Only since 1899 was the regatta called the Historical Regatta; after the annexation of Venice to Italy, it was named Royal Regatta. During Fascism it was renamed again as Fascist Regatta (it was when the gondoliers did not want to participate in a black shirt and dressed in the white striped shirt, which later became their uniform). From 1946 he continued uninterruptedly as Regata Storica.
Today's Regata Storica
In the afternoon of the first Sunday of September of each year, therefore, this great Venetian event is renewed, with the same modalities and the same vitality of the past centuries.
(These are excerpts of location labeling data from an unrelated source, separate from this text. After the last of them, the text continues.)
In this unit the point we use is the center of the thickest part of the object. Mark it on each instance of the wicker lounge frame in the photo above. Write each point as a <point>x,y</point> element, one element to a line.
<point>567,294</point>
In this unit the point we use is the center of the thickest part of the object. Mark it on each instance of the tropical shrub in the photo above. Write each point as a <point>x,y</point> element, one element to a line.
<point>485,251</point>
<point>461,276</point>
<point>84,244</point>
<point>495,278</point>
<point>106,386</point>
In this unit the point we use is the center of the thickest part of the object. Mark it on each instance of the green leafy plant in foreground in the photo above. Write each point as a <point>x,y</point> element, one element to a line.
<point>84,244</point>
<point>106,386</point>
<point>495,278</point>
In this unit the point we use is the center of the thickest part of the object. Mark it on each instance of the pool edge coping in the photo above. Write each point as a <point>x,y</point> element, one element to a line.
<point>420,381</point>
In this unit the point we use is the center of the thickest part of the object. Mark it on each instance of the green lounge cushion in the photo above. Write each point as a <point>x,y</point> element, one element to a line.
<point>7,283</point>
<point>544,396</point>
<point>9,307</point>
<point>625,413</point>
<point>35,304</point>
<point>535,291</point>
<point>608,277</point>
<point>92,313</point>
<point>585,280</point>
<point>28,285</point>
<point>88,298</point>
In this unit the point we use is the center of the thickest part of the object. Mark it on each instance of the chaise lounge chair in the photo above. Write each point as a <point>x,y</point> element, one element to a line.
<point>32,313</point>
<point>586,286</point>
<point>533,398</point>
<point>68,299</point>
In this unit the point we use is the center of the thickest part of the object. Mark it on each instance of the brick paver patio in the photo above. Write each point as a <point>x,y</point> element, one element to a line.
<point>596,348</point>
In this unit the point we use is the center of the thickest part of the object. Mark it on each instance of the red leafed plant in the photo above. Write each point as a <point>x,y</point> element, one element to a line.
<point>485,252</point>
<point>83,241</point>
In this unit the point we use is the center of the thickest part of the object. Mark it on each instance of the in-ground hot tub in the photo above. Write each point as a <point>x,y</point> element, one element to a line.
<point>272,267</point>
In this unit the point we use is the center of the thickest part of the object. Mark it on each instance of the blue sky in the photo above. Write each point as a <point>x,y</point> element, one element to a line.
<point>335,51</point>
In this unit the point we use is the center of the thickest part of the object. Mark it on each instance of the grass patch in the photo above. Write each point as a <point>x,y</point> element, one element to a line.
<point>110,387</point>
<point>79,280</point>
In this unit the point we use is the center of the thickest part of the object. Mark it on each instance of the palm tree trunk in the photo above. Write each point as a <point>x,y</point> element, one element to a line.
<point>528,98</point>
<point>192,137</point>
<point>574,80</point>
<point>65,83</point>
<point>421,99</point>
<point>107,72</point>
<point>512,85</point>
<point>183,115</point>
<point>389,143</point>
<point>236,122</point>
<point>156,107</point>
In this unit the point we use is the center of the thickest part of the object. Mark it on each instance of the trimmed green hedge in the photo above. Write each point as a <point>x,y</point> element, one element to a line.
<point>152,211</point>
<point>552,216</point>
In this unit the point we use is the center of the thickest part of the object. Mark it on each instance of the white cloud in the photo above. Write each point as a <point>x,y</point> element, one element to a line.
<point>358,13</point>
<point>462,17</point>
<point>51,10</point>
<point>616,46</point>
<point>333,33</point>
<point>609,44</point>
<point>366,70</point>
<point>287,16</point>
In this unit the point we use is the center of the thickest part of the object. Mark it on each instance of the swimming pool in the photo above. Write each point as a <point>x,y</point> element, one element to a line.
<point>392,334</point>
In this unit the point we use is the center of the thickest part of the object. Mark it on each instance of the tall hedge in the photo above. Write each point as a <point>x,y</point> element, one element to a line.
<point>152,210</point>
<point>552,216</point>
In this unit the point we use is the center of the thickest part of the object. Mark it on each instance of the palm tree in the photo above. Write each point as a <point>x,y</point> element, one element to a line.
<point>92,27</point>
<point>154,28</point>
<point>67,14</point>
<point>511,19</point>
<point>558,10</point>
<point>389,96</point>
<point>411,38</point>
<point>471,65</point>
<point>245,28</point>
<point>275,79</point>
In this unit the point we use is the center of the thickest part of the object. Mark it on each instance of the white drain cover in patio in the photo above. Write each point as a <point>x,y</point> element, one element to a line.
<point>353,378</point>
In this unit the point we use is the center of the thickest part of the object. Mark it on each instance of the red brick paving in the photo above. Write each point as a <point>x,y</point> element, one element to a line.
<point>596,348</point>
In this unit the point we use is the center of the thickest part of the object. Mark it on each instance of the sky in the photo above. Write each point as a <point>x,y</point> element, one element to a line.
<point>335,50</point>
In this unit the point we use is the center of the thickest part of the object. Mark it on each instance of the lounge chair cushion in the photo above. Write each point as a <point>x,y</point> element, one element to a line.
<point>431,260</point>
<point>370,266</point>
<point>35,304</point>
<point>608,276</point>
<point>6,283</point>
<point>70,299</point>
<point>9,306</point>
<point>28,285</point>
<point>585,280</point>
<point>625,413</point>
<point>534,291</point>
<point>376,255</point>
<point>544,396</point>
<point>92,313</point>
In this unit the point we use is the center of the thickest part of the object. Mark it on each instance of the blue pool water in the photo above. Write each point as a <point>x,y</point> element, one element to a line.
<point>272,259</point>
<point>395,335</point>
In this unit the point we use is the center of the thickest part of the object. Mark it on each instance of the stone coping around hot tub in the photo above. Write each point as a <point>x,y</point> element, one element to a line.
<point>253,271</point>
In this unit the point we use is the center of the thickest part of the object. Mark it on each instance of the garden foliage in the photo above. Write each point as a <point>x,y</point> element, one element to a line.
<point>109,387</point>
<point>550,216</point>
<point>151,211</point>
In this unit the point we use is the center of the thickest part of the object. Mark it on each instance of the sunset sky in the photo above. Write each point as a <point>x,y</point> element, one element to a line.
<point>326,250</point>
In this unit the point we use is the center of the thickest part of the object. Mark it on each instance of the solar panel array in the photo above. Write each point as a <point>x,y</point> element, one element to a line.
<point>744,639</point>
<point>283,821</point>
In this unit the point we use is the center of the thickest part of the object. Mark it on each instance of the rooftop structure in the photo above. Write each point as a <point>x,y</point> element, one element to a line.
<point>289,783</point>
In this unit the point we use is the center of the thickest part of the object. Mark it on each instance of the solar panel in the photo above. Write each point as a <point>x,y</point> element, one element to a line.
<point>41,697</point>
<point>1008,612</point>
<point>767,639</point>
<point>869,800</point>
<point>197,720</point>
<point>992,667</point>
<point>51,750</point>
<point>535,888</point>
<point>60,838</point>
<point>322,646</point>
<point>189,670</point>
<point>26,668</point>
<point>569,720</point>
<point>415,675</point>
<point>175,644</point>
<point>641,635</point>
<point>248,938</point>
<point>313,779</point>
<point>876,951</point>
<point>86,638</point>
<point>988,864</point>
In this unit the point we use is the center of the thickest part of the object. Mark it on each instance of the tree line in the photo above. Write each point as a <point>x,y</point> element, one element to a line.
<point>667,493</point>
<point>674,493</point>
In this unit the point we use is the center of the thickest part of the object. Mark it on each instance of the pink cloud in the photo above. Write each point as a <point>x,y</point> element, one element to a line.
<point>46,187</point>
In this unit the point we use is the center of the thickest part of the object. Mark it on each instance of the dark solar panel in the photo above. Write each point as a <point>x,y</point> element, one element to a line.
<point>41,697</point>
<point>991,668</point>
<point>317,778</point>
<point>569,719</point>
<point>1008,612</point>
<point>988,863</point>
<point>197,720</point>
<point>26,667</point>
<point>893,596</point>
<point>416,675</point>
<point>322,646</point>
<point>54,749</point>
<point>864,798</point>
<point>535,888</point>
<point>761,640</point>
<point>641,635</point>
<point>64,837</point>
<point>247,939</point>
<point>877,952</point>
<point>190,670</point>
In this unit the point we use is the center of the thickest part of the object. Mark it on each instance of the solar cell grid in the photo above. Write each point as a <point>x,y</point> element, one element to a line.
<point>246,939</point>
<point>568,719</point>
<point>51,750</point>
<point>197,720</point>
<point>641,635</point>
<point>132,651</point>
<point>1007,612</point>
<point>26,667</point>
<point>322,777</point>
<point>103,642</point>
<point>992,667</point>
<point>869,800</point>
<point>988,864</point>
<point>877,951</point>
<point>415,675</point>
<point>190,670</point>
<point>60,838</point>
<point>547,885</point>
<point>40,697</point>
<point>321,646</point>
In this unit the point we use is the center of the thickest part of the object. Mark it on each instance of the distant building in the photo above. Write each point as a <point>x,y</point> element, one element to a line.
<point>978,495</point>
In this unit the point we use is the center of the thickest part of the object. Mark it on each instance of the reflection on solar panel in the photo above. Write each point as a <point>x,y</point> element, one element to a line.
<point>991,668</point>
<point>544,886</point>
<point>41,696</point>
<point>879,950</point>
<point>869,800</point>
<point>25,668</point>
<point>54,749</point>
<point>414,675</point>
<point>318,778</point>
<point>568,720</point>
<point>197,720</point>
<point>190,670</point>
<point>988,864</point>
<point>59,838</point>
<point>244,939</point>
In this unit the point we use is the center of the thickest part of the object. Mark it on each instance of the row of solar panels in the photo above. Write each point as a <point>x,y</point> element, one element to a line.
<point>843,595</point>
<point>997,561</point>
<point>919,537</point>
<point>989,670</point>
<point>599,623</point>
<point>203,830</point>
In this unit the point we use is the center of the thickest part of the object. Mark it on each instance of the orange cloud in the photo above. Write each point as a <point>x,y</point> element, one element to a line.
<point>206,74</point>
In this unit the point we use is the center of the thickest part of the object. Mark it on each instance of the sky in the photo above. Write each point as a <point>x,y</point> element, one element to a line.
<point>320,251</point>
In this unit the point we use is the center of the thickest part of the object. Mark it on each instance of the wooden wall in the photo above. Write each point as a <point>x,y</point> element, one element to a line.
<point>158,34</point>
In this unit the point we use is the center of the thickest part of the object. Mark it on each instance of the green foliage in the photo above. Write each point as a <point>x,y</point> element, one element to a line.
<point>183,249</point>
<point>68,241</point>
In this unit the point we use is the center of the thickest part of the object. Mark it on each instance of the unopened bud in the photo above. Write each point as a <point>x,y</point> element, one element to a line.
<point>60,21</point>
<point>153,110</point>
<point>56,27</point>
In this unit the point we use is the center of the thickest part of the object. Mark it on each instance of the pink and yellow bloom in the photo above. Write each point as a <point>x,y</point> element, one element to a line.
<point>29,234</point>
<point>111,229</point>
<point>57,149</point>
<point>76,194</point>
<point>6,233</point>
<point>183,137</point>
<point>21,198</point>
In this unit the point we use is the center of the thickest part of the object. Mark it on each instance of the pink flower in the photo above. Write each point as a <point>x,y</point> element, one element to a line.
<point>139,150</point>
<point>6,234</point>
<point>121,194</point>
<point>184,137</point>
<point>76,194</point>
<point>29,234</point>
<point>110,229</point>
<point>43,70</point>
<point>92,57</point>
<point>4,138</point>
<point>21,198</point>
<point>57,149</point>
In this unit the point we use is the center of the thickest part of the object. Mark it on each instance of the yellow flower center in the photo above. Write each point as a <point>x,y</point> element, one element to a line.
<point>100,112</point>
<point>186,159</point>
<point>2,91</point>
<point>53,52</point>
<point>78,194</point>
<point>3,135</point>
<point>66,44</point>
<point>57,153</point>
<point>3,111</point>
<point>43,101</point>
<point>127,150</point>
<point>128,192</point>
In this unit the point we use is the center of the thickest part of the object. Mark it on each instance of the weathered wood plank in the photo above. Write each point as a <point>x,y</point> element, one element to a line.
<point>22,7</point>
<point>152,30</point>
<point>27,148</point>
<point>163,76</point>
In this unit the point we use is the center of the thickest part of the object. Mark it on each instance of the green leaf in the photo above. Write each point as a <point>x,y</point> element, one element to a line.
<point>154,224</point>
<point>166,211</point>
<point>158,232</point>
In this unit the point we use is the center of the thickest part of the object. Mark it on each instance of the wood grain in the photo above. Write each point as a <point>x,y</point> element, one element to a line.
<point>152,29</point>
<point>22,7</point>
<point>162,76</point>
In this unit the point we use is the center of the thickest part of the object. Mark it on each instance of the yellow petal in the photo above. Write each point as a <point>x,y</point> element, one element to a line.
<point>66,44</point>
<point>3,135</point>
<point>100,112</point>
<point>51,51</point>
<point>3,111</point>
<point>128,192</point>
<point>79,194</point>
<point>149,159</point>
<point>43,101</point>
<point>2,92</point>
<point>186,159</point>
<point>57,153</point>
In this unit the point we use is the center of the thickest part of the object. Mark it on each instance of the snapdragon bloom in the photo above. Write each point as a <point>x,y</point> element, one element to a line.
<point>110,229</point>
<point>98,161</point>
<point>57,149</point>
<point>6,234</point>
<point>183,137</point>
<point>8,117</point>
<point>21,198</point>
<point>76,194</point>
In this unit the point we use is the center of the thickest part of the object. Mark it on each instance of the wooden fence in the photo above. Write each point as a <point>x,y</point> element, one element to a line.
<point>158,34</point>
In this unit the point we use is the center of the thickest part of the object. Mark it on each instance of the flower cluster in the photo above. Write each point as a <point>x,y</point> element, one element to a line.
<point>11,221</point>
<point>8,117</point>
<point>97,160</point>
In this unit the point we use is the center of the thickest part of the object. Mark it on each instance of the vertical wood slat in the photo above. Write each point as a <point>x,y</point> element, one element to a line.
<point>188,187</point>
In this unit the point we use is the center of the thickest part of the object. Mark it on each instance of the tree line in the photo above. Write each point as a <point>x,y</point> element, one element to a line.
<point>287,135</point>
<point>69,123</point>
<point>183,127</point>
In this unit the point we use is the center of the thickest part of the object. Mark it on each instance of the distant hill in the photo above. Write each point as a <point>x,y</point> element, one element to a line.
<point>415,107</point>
It begins with the historical procession (composed by Bucintoro, with the Doge and the Dogaressa, and by the continuation of bissone and the boats of the Venetian rowing clubs, all with rowers and costumed figures), which recalls the welcome that the Venetians they reserved in 1489 to the Queen of Cyprus, Caterina Cornaro, after her abdication in favor of Venice.
The procession starts from the San Marco Basin and runs across the Grand Canal to the station, then returns back to the Machina (a floating stage with the authorities and judges), located in a corner of the Grand Canal at Ca 'Foscari.
In the second part of the event there are the competitions, divided between 6 specialties, which follow a chronological order:
- mascarete, two-rowed, boys up to 10 years (schìe) and up to 12 and 14 years (maciarèle)
- two-row pupparini, with the very young
- two-rowed mascaretas, with women
- bisse of Lake Garda
- the six-rowed caorlines, which represent the islands and the sestieri
- gondolini with two oars, the champions' regatta, the highlight of the day
The boats are marked with a number, according to a position logic at the start, and are colored. In ancient times the colors corresponded to the various areas of the lagoon and Venice. The color-number combination is:
- canary yellow
The course of the various regattas starts from the San Marco Basin, runs across the Grand Canal to the station, where you go around the "stake" to go back to the Machina, where the jury is housed.
La Machina is sumptuously decorated, with gilded wooden columns, tapestries and branches; there are placed the four flags reserved for the winners: red for the first, white for the second, green for the third, blue for the quarterfinals. This is why the saying: ciapàr flag is synonymous with victory in the regatta, as can also be read in the comedy by Giacinto Gallina: El moroso de la nona.
Until a few years ago, the fourth classified crew was also given a live piglet, but for the right protests of animal rights it was replaced by a glass piglet.
In addition to the prizes that are awarded there is a title that is the most coveted among the racers: the title of the king of the oar; it is awarded, for life, to the racers who have won the regatta of champions on gondolini five times in a row.
From the second half of the 1800s onwards these were the sailors who honored themselves with this title: Luigi Zanellato, in the late 1800s; Albino dei Rossi, detto Stigheta e Marcello Bon detto Ciapate, who won the regattas from '47 to '52; Giuseppe Fongher detto Bepi e Sergio Tagliapietra detto Ciaci, who won the regattas from '69 to '76; Palmiro Fongher e Gianfranco Vianello detto Crea, who won the regattas from '77 to '83.